Exports in December grew just 6.7 per cent to $25 billion from $23.4 bn in December 2010, in the backdrop of a crisis in the euro zone and sluggish recovery in America, the two main markets for the bulk of outbound shipments.
However, the growth in December was higher than in November, when it rose only 3.9 per cent year-on-year, according to the provisional numbers released by commerce secretary Rahul Khullar, even as he underlined that exports could get “close to” the $300 bn target for 2011-12.
Imports grew 19.8 per cent to $37.8 bn, compared to $31.5 bn in December 2010, taking the trade deficit to $12.8 bn. Exports during April-December were $217.6 bn, while imports reached $351 bn, pushing the cumulative trade deficit in the period to $133.3 bn.
“Imports are rising due to two things. One is because domestic consumption is high, so demand is growing. Second, imports are rising as intermediary inputs for exports…My guess is, we could reach a trade deficit for this fiscal within $155-160 bn (or) it could be more by the end of this fiscal,” Khullar said while releasing the initial numbers for December here on Monday.

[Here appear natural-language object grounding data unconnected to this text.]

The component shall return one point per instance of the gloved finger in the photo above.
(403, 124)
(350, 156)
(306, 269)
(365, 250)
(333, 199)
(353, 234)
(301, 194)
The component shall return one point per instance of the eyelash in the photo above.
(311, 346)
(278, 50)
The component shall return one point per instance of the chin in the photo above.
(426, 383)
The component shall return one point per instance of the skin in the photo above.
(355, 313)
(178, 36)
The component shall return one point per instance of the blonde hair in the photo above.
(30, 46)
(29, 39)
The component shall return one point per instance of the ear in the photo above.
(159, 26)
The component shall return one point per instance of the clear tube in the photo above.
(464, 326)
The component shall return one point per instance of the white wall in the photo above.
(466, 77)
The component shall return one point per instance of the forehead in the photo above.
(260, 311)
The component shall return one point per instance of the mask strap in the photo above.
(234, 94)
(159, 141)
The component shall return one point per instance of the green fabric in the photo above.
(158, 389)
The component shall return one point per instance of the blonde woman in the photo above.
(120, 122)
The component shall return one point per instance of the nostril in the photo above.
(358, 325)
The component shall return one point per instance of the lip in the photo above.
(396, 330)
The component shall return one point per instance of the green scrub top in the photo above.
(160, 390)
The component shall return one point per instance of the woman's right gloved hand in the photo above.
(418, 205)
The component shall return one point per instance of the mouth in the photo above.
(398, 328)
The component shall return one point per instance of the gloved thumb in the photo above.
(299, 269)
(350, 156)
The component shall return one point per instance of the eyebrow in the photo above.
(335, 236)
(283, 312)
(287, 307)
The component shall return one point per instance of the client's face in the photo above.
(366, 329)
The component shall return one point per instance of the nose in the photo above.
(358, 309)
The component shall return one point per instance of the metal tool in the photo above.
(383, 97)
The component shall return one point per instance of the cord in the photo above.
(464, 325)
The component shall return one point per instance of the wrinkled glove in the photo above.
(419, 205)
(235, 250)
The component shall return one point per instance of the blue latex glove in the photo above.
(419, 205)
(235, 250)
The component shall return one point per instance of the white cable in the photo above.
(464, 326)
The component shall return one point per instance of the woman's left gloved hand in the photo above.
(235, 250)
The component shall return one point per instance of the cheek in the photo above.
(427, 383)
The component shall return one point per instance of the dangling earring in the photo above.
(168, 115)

These numbers are expected to be revised when the official data gets released on February 1.
|April-Dec 2011||$217.6 bn||$351 bn||$133.3 bn|
|Dec-11||$25 bn||$37.8 bn||$12.8 bn|
|Year-on-year growth (%)||6.7||19.8||NA|
With the slowing demand from Europe and the US, exports had been decelerating from July till November. However, December indicated slight recovery. The month-on-month growth rate of exports from July to August, August to September, September to October and October to November were (all negative) 7.9 per cent, 3.7 per cent, 5.1 per cent and one per cent. For November to December, it was a positive 12 per cent, said Khullar.
He said some of the sectors that did significantly well during the nine months from April through December were engineering, petroleum products, gems and jewellery, textiles, drugs and pharmaceuticals, and electronics. “With three months to go, we will be able to achieve $280 bn (export) in 2011-12,” said M. Rafeeque Ahmed, president, Federation of Indian Export Organisations. He said the rising trade deficit was also a “deep cause of concern, as it is likely to swell the import bills in rupees, having adverse effect on inflation”.
According to a research note by Moody’s Analytics, despite depreciation of the rupee, exports have faltered. This is mainly due to the crisis in the European market and the downward trend is likely to continue in the near term, as European demand remains weak.
“If 2011 was hard, 2012 is going to be harder. There are too many uncertainties. There may be some green shoots here and there but we have also seen earlier that green shoots are not growing up,” added Khullar.